ZDNet reports:
The latest in what is becoming an impressively long list of Italian cities to make the transition is the City of Udine, a town of 100,000 people in the north east of Italy. The municipality recently announced that by the end of 2014 it will start a process which, over the coming years, will make OpenOffice the default personal productivity suite on each of its 900 computers.
The move, the city says, will allow it to save roughly €400 on the cost of software licensing for each machine, a total of €360,000. The migration will start with 80 new computers that, according to the 2014 budget document, have to be bought by December.
(Score: 2) by choose another one on Thursday September 18 2014, @11:03PM
Not the same reason at all - fallacy of exclusivity.
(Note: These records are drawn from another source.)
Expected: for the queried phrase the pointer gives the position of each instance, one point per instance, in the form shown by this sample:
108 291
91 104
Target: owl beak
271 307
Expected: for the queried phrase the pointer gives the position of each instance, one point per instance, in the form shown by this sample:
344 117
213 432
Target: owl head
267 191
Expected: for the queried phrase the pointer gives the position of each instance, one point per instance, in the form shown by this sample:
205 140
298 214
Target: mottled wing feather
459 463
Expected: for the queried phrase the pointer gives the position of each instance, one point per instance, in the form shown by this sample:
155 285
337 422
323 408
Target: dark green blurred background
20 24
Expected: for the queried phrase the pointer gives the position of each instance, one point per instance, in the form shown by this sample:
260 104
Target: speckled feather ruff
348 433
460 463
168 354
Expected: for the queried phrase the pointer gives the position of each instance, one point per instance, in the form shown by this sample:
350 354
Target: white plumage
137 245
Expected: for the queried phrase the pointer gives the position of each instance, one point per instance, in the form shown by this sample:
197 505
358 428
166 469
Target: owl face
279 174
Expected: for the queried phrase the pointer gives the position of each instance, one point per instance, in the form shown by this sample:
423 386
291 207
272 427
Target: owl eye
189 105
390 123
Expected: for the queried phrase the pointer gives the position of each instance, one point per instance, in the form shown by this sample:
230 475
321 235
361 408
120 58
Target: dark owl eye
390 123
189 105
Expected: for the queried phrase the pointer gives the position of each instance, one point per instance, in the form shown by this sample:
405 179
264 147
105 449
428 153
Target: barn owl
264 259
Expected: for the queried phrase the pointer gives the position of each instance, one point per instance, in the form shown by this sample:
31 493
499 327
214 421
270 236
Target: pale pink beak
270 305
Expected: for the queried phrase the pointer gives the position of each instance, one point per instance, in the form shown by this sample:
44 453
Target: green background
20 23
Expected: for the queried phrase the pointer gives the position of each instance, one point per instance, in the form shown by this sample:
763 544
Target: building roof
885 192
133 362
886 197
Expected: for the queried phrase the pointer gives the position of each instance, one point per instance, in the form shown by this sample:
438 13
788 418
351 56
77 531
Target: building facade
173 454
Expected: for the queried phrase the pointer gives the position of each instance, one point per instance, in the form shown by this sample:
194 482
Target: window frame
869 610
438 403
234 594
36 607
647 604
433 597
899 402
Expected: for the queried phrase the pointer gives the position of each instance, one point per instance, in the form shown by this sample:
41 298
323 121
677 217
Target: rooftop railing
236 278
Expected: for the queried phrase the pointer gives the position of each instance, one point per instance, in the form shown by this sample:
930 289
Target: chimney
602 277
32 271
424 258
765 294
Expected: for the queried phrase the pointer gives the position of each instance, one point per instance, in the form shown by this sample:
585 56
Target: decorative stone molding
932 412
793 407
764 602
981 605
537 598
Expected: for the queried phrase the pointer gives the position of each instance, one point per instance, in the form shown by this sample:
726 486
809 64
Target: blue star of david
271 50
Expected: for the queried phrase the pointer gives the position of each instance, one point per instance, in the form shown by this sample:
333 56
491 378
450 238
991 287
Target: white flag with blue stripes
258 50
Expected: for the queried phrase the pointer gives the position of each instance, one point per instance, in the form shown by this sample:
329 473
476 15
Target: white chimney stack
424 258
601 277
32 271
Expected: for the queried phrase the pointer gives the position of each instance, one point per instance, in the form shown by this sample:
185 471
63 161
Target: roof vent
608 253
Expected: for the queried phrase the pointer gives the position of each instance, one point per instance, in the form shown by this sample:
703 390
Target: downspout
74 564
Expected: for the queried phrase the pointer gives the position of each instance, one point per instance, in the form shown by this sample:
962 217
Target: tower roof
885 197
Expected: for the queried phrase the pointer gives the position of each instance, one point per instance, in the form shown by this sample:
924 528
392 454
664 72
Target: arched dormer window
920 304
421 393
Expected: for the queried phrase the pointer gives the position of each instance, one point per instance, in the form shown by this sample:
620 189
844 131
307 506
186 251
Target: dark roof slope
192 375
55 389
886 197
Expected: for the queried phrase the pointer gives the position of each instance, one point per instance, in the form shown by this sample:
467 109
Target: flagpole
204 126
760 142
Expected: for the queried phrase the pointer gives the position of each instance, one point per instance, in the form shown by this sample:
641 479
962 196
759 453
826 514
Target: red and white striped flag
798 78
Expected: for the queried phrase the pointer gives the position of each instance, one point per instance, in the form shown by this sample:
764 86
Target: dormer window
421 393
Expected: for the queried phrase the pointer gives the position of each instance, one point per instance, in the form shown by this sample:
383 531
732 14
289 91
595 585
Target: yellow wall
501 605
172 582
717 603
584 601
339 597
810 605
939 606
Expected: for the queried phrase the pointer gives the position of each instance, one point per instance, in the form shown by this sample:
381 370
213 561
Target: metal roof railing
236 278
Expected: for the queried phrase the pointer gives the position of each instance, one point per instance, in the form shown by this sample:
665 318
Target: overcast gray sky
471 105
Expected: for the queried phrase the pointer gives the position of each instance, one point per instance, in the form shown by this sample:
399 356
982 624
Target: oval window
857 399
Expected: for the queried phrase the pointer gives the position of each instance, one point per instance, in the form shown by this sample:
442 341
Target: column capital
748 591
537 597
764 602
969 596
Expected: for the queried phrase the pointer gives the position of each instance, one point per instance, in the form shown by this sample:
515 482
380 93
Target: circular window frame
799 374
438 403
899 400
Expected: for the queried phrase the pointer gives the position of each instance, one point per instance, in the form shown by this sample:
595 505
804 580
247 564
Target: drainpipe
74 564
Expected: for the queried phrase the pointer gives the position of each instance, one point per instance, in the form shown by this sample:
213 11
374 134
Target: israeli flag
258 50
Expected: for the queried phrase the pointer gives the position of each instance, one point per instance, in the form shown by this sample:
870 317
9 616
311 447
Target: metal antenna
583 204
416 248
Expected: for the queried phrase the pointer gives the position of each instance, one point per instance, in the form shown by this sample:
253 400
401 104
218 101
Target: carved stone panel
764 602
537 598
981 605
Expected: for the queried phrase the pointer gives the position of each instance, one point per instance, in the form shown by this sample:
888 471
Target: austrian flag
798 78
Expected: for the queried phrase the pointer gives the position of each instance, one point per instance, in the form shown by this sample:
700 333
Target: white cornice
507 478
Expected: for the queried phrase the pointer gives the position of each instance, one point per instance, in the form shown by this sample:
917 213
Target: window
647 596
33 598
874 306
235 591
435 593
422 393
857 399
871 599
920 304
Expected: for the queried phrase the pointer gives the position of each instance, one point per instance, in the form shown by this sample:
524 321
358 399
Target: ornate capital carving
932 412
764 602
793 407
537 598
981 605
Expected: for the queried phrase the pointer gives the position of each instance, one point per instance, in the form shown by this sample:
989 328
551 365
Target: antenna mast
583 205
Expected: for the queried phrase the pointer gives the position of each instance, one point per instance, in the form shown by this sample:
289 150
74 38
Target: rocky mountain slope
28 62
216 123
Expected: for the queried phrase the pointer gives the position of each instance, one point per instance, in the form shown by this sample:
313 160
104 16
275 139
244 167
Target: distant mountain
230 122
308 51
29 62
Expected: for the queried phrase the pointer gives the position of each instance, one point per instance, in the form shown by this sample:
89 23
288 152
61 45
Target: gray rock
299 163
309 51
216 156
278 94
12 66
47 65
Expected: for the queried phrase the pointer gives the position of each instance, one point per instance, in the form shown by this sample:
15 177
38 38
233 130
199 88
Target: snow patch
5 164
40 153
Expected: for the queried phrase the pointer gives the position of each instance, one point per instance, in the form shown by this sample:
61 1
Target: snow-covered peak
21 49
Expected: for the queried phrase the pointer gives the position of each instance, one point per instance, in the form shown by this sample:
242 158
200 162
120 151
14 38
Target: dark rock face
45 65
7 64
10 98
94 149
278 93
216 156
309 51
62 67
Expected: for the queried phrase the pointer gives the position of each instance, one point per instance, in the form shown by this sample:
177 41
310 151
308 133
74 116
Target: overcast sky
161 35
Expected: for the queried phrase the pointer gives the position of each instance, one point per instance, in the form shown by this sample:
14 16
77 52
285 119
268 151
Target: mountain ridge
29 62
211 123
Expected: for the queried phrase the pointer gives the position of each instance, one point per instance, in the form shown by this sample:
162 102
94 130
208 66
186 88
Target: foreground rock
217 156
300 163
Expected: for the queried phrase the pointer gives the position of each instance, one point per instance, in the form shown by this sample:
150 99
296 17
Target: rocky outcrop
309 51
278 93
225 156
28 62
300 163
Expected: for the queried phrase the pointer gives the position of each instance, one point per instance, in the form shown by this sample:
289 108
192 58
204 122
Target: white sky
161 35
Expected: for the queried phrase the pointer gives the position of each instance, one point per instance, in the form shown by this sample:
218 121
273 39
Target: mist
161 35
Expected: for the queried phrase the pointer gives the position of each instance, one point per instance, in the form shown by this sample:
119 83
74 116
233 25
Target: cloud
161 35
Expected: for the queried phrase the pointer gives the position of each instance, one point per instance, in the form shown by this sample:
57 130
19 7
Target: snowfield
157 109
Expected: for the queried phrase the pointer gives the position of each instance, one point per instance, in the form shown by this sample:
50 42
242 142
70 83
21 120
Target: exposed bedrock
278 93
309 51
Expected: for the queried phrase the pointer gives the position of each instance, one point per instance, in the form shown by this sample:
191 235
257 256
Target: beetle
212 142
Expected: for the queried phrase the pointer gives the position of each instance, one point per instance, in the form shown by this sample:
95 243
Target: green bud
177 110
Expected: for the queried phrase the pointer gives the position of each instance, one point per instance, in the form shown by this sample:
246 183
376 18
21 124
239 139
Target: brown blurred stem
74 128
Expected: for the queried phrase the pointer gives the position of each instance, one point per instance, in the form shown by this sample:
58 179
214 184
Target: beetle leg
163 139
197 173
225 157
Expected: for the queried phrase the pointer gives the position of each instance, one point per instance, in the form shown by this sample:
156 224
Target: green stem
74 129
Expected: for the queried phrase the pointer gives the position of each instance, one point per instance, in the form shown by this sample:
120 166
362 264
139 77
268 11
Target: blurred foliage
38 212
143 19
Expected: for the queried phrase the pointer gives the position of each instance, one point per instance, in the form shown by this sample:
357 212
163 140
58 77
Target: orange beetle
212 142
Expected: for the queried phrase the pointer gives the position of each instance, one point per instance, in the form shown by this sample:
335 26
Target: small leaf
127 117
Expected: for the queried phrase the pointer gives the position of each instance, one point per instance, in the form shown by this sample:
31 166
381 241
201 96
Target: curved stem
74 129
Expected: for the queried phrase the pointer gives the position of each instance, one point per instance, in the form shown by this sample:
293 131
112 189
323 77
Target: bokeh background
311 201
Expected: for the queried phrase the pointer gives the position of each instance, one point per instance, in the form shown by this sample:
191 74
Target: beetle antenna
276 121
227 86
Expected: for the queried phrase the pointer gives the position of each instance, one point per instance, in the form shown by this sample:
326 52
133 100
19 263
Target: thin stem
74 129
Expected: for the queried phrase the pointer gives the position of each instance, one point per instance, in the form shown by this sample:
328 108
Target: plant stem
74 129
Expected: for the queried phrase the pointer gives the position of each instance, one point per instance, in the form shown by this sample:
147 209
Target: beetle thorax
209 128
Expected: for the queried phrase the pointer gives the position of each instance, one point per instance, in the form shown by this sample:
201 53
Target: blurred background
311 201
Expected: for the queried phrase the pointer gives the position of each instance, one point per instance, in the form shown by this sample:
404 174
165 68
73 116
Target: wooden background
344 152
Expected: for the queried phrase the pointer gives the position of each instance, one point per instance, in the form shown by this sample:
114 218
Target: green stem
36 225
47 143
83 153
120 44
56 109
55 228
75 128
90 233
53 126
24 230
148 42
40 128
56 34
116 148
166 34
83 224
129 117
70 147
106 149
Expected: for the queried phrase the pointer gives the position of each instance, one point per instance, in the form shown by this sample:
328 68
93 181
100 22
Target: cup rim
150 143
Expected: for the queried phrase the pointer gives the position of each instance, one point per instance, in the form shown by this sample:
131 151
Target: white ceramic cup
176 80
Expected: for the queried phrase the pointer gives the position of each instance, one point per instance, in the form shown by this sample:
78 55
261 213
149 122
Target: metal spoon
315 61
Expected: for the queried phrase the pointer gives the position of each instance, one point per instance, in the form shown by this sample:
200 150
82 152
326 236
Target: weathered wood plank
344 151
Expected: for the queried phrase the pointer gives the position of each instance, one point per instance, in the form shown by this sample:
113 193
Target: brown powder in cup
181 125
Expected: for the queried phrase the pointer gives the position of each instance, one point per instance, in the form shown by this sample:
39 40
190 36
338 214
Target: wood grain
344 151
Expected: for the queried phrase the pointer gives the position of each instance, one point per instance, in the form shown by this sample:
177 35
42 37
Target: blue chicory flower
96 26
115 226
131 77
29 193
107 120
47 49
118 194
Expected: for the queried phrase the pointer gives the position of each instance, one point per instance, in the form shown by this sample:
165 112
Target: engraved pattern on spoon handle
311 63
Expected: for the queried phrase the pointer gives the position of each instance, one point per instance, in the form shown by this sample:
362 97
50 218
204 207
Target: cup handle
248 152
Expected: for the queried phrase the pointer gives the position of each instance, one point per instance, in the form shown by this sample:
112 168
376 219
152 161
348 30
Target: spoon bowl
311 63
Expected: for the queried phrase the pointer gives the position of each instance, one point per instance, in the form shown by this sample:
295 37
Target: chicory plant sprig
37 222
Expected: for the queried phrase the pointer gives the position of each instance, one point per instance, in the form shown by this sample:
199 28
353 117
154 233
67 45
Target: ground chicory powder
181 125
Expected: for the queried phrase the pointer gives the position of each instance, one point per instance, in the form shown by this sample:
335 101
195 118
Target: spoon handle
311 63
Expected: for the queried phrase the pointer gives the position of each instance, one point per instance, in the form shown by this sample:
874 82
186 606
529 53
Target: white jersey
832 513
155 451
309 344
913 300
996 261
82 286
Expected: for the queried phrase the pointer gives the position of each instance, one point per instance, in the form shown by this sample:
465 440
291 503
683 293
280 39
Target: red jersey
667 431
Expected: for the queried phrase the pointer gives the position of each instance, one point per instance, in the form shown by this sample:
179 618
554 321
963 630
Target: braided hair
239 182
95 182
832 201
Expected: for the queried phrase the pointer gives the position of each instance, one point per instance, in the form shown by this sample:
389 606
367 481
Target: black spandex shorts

I say I can't go vegetarian because I can't find a good substitute for steak, and you say it's just the same for you - you can't eat meat because you can't find a good substitute for tofu burgers.
Newsflash: you can eat meat _and_ tofu burgers. You don't have to replace software just to use some other software. I can, and do, use free software _as well as_ MS Office.
I've used Emacs for decades, on various platforms, but use it rarely these days - so something or some combination of things has replaced it, or maybe what I need to do has changed, but _nothing_ ever forced me to stop using it and replace it. I can still fire it up any time I want to feel like I'm back in the 80s.